Help Instead of Jail for our Neighbors
In the United States, jails and prisons have become the largest, de facto mental health providers. Facilities like New York’s Rikers Island, Los Angeles’ Twin Towers Jail, and Chicago’s Cook County Jail hold more patients with serious mental illness than any state hospital. Here in South Florida, the Miami-Dade County jail has roughly as many psychiatric beds as all the civil and forensic hospitals in Florida combined.
Despite being the largest so-called “providers”, roughly two-thirds of people with these disorders in jails and prisons do not receive any treatment.
March is Criminal Justice Awareness Month, and it is the perfect time to share an incredible resource being opened in Miami: The Miami Center for Mental Health and Recovery, a project that represents a turning point in how our society treats its most vulnerable members.
I began my career in correctional law enforcement with the Florida Department of Corrections and the Broward Sheriff’s Office. I have stood in those hallways and seen the faces of men and women who belonged in a treatment center instead of a jail cell. In the corrections system, law enforcement is often asked to serve as social workers, therapists, and doctors, roles they aren’t equipped for, nor should it be their responsibility.
Beyond the badge, my own family’s experiences with the corrections systems have shown me the cracks that people fall through.
I know the exhaustion of advocating for a loved one in a system that is designed for punishment, not healing.

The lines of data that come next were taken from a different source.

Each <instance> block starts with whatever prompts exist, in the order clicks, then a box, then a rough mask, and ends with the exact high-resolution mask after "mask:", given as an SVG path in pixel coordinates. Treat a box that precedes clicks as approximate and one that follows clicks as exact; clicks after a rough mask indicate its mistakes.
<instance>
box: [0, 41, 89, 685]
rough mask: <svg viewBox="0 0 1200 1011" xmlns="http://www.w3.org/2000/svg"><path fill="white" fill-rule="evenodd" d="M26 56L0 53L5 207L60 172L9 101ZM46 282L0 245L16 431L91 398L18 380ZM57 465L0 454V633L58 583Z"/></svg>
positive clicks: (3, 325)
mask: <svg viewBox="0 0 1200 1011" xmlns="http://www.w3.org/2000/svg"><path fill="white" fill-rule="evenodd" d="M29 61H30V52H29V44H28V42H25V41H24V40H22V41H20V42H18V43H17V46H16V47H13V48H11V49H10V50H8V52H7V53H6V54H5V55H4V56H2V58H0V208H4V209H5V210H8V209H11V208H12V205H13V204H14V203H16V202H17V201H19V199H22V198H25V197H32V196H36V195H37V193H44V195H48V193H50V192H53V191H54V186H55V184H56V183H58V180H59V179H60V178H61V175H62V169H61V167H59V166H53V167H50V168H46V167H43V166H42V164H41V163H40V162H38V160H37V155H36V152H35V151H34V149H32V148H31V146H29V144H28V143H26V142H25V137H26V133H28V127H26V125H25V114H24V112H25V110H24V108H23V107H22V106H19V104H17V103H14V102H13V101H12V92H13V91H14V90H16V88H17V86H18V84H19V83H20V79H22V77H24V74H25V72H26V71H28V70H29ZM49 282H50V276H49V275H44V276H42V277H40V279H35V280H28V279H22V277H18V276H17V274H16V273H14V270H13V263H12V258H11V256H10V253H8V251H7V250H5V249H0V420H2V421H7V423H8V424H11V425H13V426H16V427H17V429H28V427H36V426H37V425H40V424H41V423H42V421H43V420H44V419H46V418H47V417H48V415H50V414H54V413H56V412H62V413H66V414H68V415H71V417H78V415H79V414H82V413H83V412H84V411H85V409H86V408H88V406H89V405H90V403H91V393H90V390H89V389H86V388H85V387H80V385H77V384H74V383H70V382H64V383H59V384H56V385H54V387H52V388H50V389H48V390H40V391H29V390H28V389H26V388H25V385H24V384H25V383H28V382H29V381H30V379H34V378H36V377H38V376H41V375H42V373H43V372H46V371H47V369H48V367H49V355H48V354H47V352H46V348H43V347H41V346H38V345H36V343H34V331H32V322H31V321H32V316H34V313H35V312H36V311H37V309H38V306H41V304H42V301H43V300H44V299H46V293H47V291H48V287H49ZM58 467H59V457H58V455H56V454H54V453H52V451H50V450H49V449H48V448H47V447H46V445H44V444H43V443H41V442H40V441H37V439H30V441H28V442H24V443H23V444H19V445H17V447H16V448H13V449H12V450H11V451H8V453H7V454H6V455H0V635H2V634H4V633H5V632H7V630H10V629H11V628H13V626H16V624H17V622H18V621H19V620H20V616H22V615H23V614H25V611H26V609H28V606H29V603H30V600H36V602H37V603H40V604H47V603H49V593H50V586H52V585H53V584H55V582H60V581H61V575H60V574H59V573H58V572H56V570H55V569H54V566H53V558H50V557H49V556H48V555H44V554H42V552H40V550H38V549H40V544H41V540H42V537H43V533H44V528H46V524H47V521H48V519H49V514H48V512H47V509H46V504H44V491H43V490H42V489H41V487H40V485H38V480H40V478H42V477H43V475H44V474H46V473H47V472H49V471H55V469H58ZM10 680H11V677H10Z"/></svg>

But there are evenings that give you hope and stay with you long after the last light fades. A recent night in Miami was one of them. The Rooftop Soiree celebrated Judge Steve Leifman, who has facilitated groundbreaking work in mental health and criminal justice reform. There was a sense of urgency mixed with profound optimism. We were there to stand behind the Miami Center for Mental Health and Recovery, a project that represents a turning point in how our society treats its most vulnerable members. When it opens, this innovative facility will provide a comprehensive, coordinated system of care for people with mental illness who currently just cycle through the criminal justice system. The 181,000-square-foot sanctuary will be a one-stop shop for dignity and healing, where crisis stabilization, primary medical care, and job training coexist with other services.
It’s a model that moves us away from the blunt instrument of incarceration and toward the precision of integrated care.
Judge Leifman brought together a community united by a singular, powerful vision: transforming the landscape of mental health care in Miami. I wish a resource like this had existed back at the beginning of my career.
What Judge Leifman has created will change the lives of those in our community. It’s an example of what every city should have.
We always feel the power of meaningful change when we gather with Judge Leifman, who shares our philosophy at the Flawless Foundation, of looking at the most disenfranchised among us through the lens of hope and compassion. The support was palpable among sponsors, leaders from many sectors that serve people lost in the system, and everyday citizens who refuse to accept the status quo.
As a city, Miami has the building, the vision, the strategy, the community, and the momentum.
It’s truly time to open this facility and radically change the way we treat people in our community who have been forgotten.
The Miami Center for Mental Health and Recovery is a national model that offers a promise that we will no longer mistake a medical crisis for a criminal one. Let’s turn the key and let the healing begin.